I get it. Blame slavery on God, then expect God to clean up the mess in his time. Maybe, God wanted man to clean up their own mess, but that would reveal that Lee was a hypocrite and eisegesis interpreted the bible. Lee would have made millions TV evangelist.
 

John Winn

Major
Joined
Mar 13, 2014
Location
State of Jefferson
Having thought about it a while I think the most absurd claim (others may be overstatements or untrue and the like but not necessarily absurd) is that there were thousands of black Confederate soldiers - i.e. in actual organized units. I think there were a few who popped off a round or three here and there but no organized units and certainly nothing even close to one thousand much less thousands.

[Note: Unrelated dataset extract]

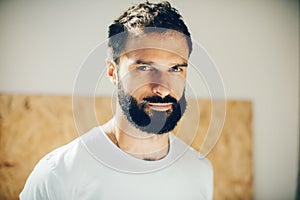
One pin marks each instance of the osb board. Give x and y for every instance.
(31, 126)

Oh, and there's the claims of Sam Watkins that men were frozen solid standing with their weapons on guard duty. And yeah, I know he probably said it just to make a good story but he was claiming he actually saw such things so I think it still qualifies as absurd.

And of course I agree the woman impregnated by the bullet story qualifies as a prime example of the absurd.

And while not absurd, I think one of the most frequently seen inaccuracies (call it a legend perhaps) is that Lincoln freed all the slaves with one pen stroke with the EP and thus was the "great emancipator." He certainly freed some but not in Union slave states or those in occupied territory. I think he should get credit for giving black men the opportunity to fight and for pushing for the 13th. but he did not free all the slaves - or end slavery - with the EP.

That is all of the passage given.